If $\rho:\mathbb{R}^n\to\mathbb{R}$ is a defining function for a 2-dimensional surface $M$ in $\mathbb{R}^n$,i.e., $M=\{\rho=0\}$, how can one construct a local parametrization of $M$ using this defining function?
For simplicity, assume $M$ is a regular surface, $\rho$ is smooth, $|\nabla\rho|\neq0$ along $\rho=0$, etc.
I understand that one needs some kind of implicit mapping theorem but am not able to make my arguments precise.
It might be difficult to getting an explicit formula in the general case, but here's how it goes: assume that $\rho\colon \Bbb R^n \to \Bbb R$ is smooth, has $0$ as a regular value, and $\rho^{-1}[\{0\}]=M$. Let $p \in M$. Since $\nabla\rho(x) \neq 0$, one of the partial derivatives of $\rho$ does not vanish at $p$. Assume that $$\frac{\partial \rho}{\partial x^n}(p) \neq 0.$$This will give us that $M$ is locally a graph with domain in the $(x^1,\ldots, x^{n-1})$-hyperplane.

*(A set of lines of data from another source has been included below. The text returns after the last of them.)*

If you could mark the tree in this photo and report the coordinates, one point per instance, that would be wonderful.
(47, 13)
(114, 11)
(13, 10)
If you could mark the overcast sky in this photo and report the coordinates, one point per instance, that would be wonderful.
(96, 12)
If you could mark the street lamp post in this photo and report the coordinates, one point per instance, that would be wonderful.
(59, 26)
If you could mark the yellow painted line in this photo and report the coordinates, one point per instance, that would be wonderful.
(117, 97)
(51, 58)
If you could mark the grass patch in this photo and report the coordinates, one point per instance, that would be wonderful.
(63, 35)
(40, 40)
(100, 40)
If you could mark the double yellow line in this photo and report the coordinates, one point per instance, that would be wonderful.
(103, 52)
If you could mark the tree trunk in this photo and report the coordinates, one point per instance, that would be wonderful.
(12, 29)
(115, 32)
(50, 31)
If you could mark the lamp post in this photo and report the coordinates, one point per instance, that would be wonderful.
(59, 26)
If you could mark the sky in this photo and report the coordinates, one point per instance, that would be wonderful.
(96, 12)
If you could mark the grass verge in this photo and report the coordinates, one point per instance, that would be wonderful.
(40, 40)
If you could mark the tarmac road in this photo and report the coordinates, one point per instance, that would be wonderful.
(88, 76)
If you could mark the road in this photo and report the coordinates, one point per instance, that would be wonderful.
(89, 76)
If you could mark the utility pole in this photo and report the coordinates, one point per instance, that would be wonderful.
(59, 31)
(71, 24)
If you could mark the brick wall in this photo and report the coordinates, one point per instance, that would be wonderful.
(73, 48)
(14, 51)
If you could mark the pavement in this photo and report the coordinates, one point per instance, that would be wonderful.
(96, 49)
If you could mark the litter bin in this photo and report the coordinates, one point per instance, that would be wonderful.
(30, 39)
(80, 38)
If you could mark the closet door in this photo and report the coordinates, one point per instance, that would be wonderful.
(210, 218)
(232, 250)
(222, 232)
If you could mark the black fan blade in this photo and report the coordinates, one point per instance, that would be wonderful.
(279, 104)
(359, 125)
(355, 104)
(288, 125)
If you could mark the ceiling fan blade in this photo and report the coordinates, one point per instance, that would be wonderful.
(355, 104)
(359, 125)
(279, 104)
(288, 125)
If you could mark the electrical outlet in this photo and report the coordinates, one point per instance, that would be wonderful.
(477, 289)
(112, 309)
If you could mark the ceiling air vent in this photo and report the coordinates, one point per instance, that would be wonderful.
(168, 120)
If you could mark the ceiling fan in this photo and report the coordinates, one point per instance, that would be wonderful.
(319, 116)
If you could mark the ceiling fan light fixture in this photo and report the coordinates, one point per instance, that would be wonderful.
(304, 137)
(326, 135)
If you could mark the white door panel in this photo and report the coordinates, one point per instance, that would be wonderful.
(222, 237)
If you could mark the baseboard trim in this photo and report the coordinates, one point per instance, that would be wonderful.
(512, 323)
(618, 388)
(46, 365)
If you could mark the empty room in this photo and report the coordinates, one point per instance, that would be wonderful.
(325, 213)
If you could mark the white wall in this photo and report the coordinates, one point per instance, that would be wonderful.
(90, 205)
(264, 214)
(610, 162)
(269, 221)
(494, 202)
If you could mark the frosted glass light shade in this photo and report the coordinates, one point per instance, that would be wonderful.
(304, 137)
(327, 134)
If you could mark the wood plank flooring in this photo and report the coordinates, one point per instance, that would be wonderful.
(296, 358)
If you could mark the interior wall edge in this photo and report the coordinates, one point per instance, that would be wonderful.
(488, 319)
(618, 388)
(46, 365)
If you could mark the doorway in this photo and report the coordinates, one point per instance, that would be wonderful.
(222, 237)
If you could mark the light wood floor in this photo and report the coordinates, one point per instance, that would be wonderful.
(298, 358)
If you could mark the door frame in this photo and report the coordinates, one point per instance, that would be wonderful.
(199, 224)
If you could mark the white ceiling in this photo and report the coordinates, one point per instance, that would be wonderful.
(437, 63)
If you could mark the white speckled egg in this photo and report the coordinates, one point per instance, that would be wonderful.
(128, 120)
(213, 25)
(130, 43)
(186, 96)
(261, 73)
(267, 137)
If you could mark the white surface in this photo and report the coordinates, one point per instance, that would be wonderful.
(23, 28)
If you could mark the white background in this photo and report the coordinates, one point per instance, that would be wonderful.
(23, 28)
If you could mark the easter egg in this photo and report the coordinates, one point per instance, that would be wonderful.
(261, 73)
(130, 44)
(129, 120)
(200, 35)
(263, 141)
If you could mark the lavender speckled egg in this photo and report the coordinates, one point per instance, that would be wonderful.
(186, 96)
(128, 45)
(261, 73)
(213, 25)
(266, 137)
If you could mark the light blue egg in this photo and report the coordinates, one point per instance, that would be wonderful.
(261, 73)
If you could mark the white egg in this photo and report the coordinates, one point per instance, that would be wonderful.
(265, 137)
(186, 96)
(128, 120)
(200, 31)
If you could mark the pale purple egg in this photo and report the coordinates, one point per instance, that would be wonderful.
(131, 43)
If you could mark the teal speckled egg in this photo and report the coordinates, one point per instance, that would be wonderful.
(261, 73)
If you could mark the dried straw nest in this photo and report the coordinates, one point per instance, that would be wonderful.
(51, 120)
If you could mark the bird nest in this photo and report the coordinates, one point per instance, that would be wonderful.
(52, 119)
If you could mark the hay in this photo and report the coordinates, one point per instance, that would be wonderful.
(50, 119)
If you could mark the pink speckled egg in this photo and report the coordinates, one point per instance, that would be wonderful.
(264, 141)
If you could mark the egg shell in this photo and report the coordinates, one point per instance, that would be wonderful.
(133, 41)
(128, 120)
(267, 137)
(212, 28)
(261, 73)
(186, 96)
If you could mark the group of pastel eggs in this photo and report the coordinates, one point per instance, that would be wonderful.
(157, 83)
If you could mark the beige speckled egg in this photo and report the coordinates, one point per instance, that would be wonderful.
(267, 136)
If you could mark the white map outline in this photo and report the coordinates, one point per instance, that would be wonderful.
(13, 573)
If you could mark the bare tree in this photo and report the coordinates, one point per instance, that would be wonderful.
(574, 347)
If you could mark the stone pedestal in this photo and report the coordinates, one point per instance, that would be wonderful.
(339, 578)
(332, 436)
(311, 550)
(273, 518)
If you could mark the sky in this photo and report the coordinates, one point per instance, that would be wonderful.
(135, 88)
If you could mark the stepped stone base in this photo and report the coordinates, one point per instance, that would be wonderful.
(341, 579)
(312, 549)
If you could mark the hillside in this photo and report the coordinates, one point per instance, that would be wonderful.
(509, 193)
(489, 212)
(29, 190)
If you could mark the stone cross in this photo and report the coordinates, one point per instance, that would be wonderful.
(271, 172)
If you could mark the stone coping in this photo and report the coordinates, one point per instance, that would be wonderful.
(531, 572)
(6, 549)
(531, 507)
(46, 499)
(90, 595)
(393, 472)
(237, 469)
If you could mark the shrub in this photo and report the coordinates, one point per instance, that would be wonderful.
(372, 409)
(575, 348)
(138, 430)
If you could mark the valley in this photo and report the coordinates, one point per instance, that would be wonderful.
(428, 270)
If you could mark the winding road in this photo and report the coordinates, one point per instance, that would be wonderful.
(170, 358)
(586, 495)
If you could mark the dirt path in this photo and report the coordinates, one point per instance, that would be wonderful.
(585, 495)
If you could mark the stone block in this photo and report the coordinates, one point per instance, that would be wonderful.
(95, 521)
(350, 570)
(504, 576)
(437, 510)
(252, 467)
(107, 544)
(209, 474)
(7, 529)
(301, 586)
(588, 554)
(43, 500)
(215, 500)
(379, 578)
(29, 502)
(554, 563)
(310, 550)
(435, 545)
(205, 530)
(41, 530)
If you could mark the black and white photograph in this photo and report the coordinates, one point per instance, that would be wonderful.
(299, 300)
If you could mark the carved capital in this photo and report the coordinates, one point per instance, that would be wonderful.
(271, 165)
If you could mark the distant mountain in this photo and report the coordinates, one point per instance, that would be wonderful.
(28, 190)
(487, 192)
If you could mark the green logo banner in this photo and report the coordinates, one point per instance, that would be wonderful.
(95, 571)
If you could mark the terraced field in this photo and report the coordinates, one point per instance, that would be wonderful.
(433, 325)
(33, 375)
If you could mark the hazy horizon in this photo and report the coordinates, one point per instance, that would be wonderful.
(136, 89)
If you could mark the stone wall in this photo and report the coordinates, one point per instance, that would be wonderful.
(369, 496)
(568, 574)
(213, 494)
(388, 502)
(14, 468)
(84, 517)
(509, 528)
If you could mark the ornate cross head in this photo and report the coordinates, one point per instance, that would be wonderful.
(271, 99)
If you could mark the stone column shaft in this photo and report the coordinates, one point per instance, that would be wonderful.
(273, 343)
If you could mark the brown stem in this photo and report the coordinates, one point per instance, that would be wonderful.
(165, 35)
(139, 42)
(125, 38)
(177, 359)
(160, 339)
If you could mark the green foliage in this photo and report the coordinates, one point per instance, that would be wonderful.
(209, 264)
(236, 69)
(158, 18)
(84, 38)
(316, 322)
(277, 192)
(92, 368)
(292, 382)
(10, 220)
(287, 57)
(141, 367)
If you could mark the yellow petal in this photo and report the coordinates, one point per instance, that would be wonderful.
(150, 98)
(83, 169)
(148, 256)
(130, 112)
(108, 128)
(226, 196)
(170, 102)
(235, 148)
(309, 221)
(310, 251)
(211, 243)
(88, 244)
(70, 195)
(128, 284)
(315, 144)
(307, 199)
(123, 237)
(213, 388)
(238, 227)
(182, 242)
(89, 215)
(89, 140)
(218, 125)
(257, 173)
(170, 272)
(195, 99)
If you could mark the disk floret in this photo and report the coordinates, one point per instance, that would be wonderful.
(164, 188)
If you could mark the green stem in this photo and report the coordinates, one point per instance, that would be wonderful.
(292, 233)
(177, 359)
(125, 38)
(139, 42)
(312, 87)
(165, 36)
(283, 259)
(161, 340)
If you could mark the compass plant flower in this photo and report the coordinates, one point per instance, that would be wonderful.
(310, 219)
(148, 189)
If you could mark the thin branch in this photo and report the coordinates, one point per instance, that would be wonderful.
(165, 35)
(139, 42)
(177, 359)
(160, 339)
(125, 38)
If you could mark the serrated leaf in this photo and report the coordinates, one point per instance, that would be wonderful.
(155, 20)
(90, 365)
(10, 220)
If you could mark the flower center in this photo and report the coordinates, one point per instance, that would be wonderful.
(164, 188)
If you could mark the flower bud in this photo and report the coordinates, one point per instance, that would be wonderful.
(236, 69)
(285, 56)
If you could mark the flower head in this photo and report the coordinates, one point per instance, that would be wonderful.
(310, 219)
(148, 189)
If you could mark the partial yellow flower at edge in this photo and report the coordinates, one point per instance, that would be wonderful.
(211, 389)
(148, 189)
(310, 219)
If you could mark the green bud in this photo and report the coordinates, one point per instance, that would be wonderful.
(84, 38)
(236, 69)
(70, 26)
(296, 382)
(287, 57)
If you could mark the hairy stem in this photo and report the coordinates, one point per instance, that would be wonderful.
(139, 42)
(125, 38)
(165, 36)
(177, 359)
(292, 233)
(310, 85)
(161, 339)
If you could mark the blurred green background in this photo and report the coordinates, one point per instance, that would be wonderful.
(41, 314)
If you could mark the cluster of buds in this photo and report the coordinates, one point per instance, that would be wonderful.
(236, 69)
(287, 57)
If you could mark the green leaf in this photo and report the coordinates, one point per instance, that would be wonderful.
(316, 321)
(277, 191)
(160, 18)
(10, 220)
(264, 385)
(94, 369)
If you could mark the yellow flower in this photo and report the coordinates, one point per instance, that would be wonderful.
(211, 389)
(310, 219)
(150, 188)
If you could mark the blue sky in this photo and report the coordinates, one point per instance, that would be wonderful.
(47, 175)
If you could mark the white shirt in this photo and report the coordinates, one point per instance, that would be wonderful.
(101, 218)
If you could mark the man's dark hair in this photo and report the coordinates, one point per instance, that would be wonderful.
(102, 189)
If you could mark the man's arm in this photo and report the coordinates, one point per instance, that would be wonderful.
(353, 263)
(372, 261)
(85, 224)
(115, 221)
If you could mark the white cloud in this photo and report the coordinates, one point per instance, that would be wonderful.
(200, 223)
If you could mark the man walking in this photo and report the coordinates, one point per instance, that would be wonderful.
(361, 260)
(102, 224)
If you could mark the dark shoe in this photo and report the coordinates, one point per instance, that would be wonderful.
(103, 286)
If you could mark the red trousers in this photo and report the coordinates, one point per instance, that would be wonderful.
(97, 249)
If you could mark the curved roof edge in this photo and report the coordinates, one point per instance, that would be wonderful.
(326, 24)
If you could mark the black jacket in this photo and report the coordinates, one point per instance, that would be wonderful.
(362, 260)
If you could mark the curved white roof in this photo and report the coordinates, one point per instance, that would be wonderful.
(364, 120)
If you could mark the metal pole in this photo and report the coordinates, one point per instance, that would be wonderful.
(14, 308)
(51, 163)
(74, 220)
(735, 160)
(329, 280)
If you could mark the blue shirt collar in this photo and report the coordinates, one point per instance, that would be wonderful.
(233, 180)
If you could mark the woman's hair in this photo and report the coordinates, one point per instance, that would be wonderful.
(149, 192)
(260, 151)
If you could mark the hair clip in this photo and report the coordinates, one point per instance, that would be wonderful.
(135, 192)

The argument for the other cases is the same. Define $\varphi\colon \Bbb R^{n} \to \Bbb R$ by $$\varphi(x^1,\ldots, x^{n}) = (x^1,\ldots, x^{n-1}, \rho(x^1,\ldots, x^n)).$$We have $$D\varphi(x^1,\ldots, x^n) = \begin{pmatrix} {\rm Id}_{n-1} \\ \hline \nabla\rho(x_1,\ldots,x^n), \end{pmatrix}$$so that $$\det D\varphi(p) = \frac{\partial \rho}{\partial x^n}(p) \neq 0,$$and the Inverse Function Theorem applies: we get $U \ni p$ open such that $\varphi\colon U \to \varphi[U]$ is a diffeomorphism. The inverse necessarily has the form $$\varphi^{-1}(x^1,\ldots, x^n) = (x^1,\ldots, x^{n-1}, g(x^1,\ldots,x^n))$$for some smooth function $g$. Now, if $\pi\colon \Bbb R^n \to \Bbb R^{n-1}$ forgets the last entry of a vector, you may define ${\bf X}\colon \pi[U \cap M]\to U \cap M$ by $${\bf X}(x^1,\ldots, x^{n-1}) = (x^1,\ldots, x^{n-1}, g(x^1,\ldots, x^{n-1},0)),$$which is a parametrization for $M$ (this indeed takes values in $M$ since $\rho(x^1,\ldots, x^{n-1},g(x^1,\ldots, x^{n-1},0))=0$).
Edit: $D\varphi(p)$ is upper triangular with $1$'s in the diagonal except for the last entry, which is $(\partial \rho/\partial x^n)(p)$. When you wrote $\nabla \rho$ instead of $D\rho$ I assumed that you were using the word "surface" loosely here meaning codimension $1$. If the codimension of $M$ is $n-2$, you have $\rho \colon \Bbb R^n \to \Bbb R^{n-2}$ instead, and you can assume WLOG that the last order $n-2$ submatrix of $D\rho(p)$ is non-singular. Define $$\varphi(x^1,\ldots, x^n) = (x^1,x^2, \rho^1(x_1,\ldots, x^n),\ldots, \rho^{n-2}(x_1,\ldots, x^n))$$instead -- $\det D\varphi(p)$ will be equal to the $(n-2)\times (n-2)$ non-zero subdeterminant of $D\rho(p)$ we chose, and the IVT applies. From here on the proof goes just like in the original answer.